Detective Alvarez found a duffel bag containing thousands of pills in the master bedroom closet. The pills resembled Ecstasy and had a street value of at least $380,000. On the closet shelf, the detective found a small amount of a substance that appeared to be cocaine. There was a digital scale in the bedroom as well as sheets of paper that appeared to be pay/owe sheets. In a safe, Detective Alvarez found plastic bags filled with the same green leafy substance he found in the kitchen. There were live rounds of ammunition of various calibers found in the master bedroom.

The apartment manager had leased the apartment to Jose Castillo. Appellant had wanted to take over the lease but did not wish to make the required financial disclosures, and the lease stayed in Castillo’s name. A female paid the manager the monthly rent in cash for apartment No. 10. Various documents bearing appellant’s name were found in the master bedroom. Walter Aquino, the maintenance worker for the building, began seeing appellant in the building in June or July 2007 and did not see Castillo after that. Aquino noticed appellant because appellant was home during the day.

David Purdy, a criminalist from the narcotics analysis unit of the Los Angeles Police Department, analyzed the substances found in apartment No. 10. He determined that there were approximately 38, 896 pills found, and they weighed 10.54 kilograms. The pills contained 3, 4-methylenedioxymethamphetamine, or MDMA, which was also known as Ecstasy. The leafy substance consisted of marijuana in the amount of 1, 696.16 grams. The off-white, rock-like substance was cocaine base in the amount of 55.59 grams. Detective Mel Vergara testified as a narcotics expert and was of the opinion that the drugs found in the apartment were possessed for sale.

Defense Evidence

Carley Flynn had dated Juan Gabriel, who lived in apartment No. 10. Flynn became friends with appellant also and knew that he lived 20 minutes away from Gabriel’s apartment. Appellant sometimes stayed at Gabriel’s apartment, and he kept some belongings there. Flynn had never seen appellant with a gun or engaging in narcotics transactions. Flynn had been romantically involved with appellant, and they were very good friends. Flynn believed appellant was “taking the fall for something that’s not his.”

DISCUSSION

I. Weight Enhancement

A. Relevant Authority

Section 11378 provides for imprisonment in the state prison for every person who possesses for sale any controlled substance. The statute refers to other statutes wherein the controlled substances are named. Pertinent to the instant case, section 11378 refers to “any controlled substance which is... specified in subdivision (d) of Section 11054.” Subdivision (d)(6) of section 11054 lists 3, 4-methylenedioxy amphetamine as a controlled substance.
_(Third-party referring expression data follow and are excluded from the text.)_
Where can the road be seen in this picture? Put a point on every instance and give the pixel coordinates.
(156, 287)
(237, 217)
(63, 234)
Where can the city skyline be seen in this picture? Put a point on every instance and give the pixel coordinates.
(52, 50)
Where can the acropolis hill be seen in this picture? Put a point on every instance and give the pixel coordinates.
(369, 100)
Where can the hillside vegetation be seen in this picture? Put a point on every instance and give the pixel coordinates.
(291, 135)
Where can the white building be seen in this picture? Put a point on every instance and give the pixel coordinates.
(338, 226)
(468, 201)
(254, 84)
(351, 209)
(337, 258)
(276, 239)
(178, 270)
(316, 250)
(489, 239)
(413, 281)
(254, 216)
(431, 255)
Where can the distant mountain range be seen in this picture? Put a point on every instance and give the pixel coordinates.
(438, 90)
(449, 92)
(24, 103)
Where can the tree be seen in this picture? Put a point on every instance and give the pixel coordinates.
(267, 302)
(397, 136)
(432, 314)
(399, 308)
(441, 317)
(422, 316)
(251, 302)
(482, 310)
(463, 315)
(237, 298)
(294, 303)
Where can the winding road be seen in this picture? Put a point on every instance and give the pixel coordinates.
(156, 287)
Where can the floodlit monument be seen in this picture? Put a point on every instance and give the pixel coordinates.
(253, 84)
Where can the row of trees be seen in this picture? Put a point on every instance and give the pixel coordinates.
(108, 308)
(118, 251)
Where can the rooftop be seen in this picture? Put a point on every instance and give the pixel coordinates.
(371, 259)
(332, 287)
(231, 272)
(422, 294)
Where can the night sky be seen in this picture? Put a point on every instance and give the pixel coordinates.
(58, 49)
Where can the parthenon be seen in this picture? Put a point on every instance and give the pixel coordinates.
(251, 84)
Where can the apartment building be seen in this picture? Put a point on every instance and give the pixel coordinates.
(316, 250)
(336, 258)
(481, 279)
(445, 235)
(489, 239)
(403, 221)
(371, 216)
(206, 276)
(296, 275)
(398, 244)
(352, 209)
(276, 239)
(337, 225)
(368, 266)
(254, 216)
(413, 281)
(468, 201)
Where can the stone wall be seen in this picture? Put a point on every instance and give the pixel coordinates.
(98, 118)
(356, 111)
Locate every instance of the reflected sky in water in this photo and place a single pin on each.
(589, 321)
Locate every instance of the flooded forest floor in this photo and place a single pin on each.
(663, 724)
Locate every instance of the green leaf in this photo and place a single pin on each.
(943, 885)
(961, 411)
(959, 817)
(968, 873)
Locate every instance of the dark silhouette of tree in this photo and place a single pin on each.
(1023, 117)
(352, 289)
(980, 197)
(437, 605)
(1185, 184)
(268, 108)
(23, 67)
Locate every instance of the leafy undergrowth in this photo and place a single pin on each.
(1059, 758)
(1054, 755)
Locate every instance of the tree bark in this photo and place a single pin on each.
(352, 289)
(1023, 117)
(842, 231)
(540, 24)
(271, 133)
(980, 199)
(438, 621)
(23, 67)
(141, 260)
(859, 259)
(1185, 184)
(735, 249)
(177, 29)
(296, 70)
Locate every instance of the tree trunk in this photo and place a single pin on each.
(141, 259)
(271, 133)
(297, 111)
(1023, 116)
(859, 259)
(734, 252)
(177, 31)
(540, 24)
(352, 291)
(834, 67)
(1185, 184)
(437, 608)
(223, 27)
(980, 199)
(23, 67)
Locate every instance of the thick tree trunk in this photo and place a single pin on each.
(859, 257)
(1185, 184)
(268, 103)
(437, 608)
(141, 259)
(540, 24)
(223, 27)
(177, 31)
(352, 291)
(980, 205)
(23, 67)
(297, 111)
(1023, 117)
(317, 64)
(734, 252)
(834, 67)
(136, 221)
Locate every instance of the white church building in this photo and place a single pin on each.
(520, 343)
Section 11370.4 provides in pertinent part that: “(b) Any person convicted of a violation of... Section 11378... with respect to a substance containing methamphetamine, amphetamine, phencyclidine (PCP) and its analogs shall receive an additional term as follows: [¶]... [¶] (3) Where the substance exceeds 10 kilograms by weight, ... the person shall receive an additional term of 10 years.”

In criminal cases “‘[a] trial court has a duty to instruct the jury “sua sponte on general principles which are closely and openly connected with the facts before the court.”’” (People v. Gutierrez (2009) 45 Cal.4th 789, 824; see People v. Breverman (1998) 19 Cal.4th 142, 154.) We review de novo a claim that the trial court failed to properly instruct the jury on the applicable principles of law. (People v. Martin (2000) 78 Cal.App.4th 1107, 1111.)
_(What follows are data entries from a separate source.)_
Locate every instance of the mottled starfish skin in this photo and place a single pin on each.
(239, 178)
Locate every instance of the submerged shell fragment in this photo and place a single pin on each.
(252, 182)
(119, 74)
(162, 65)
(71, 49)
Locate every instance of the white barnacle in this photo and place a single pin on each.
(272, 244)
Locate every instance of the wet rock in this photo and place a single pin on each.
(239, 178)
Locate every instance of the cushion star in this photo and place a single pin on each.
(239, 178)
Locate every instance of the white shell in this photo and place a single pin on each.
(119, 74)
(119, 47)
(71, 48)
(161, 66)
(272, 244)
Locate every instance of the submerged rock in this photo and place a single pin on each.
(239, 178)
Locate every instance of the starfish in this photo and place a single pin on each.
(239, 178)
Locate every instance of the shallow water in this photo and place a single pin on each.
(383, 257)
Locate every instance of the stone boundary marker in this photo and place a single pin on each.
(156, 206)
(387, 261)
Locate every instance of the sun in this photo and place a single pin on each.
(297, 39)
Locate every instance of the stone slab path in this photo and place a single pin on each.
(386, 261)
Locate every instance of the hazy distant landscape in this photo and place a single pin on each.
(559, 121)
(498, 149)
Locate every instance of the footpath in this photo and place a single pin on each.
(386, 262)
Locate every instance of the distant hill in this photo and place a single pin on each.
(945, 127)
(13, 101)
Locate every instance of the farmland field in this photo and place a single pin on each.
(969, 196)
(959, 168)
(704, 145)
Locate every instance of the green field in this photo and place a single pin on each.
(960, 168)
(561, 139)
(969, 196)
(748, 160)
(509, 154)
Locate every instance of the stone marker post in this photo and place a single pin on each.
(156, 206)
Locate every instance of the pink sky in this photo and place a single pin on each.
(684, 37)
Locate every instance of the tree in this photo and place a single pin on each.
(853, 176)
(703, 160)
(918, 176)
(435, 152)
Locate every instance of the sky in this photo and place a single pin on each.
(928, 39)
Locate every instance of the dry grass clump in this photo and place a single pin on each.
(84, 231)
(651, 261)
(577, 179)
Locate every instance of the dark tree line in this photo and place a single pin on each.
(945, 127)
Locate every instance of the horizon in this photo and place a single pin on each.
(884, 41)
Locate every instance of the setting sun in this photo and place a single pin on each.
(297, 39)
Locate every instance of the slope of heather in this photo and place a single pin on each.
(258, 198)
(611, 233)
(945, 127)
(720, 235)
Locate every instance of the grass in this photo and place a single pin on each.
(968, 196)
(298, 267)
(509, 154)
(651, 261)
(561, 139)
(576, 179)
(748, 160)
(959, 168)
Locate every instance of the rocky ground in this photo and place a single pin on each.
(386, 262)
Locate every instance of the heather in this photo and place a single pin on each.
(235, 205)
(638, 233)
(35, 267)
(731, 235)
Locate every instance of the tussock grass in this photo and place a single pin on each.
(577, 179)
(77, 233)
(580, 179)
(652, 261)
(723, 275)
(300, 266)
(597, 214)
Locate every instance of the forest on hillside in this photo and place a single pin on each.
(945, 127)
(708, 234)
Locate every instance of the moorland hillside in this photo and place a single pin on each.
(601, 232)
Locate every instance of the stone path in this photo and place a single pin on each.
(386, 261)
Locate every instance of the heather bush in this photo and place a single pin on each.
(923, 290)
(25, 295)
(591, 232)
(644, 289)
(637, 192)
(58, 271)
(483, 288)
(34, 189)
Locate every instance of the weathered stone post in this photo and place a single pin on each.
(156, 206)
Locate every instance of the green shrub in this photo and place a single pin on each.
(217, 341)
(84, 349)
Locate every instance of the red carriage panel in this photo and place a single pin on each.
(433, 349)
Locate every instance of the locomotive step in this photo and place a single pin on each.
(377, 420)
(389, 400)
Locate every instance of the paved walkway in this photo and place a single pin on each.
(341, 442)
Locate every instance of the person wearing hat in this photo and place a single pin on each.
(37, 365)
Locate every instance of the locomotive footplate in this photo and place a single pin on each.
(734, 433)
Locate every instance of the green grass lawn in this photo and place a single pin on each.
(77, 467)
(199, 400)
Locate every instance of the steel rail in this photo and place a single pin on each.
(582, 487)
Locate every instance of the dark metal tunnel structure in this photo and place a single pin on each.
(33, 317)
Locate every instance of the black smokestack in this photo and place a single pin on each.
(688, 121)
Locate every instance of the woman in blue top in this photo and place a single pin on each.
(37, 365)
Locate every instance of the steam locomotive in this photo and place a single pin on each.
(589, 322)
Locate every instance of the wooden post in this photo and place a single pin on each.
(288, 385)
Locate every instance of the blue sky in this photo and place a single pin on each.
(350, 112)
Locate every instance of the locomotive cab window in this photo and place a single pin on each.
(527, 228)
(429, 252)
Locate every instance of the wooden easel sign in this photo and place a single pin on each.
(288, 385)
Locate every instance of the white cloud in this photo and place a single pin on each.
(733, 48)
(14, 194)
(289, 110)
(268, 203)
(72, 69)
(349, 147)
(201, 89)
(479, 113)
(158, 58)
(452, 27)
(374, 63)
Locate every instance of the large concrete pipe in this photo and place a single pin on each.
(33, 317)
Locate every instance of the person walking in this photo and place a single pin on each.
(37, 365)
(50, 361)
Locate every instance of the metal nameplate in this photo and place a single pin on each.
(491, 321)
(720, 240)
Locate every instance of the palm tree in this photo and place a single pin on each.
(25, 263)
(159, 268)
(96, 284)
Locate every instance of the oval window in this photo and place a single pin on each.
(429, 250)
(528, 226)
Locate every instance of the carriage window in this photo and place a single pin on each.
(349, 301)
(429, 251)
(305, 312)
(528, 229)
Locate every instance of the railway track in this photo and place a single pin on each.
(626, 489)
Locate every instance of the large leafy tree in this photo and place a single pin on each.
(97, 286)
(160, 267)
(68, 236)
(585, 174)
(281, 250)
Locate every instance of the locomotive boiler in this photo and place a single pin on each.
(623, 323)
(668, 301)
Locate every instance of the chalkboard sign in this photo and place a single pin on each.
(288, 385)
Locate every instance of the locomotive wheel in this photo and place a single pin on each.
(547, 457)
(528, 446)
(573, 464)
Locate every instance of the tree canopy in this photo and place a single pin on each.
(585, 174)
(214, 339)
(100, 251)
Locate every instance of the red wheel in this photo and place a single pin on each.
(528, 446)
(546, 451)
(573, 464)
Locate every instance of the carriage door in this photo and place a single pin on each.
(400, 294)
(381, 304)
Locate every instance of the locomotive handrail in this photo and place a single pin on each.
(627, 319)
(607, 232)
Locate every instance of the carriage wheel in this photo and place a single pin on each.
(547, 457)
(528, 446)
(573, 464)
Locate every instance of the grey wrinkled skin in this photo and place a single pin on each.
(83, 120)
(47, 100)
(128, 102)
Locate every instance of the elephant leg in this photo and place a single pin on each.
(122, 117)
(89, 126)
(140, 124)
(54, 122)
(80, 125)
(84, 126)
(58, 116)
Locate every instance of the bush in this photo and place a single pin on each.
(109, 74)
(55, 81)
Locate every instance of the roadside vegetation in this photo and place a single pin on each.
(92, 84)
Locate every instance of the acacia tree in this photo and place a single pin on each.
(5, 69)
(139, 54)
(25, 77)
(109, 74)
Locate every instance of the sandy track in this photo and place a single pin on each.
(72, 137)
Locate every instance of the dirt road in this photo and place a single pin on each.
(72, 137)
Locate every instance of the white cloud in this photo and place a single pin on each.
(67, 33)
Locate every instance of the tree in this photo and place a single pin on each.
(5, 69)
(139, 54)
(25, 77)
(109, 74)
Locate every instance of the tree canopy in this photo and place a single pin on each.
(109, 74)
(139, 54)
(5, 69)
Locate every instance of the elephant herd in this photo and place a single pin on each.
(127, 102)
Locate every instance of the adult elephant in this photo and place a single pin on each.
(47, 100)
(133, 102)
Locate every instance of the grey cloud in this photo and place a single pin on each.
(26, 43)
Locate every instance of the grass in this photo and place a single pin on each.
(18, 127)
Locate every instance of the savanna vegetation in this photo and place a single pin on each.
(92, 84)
The misdescription or omission of an element of an offense “ordinarily requires reversal of a conviction unless the error was harmless. But, if no rational jury could have found the missing element unproven, the error is harmless beyond a reasonable doubt and the conviction stands. [Citations.]” (People v. Ortiz (2002) 101 Cal.App.4th 410, 416.)

B. Appellant’s Arguments

Appellant argues that his Sixth Amendment federal constitutional jury trial right and his right to due process were violated, since the elements of the section 11370.4, subdivision (b)(3) enhancement were not given to the jury, thus relieving the prosecution of the burden of proving any of the elements of the enhancement. Appellant contends that per se reversal is required but that, even under Chapman harmless error analysis, reversal is required. According to appellant, the jury heard no evidence that the 3, 4-methylenedioxymethamphetamine, or MDMA, actually contained methamphetamine, amphetamine, or an analog thereof—one of the elements of the section 11370.4, subdivision (b) enhancement. Appellant adds that retrial on this issue would constitute a violation of the Double Jeopardy Clause contained in the Fifth Amendment of the federal Constitution.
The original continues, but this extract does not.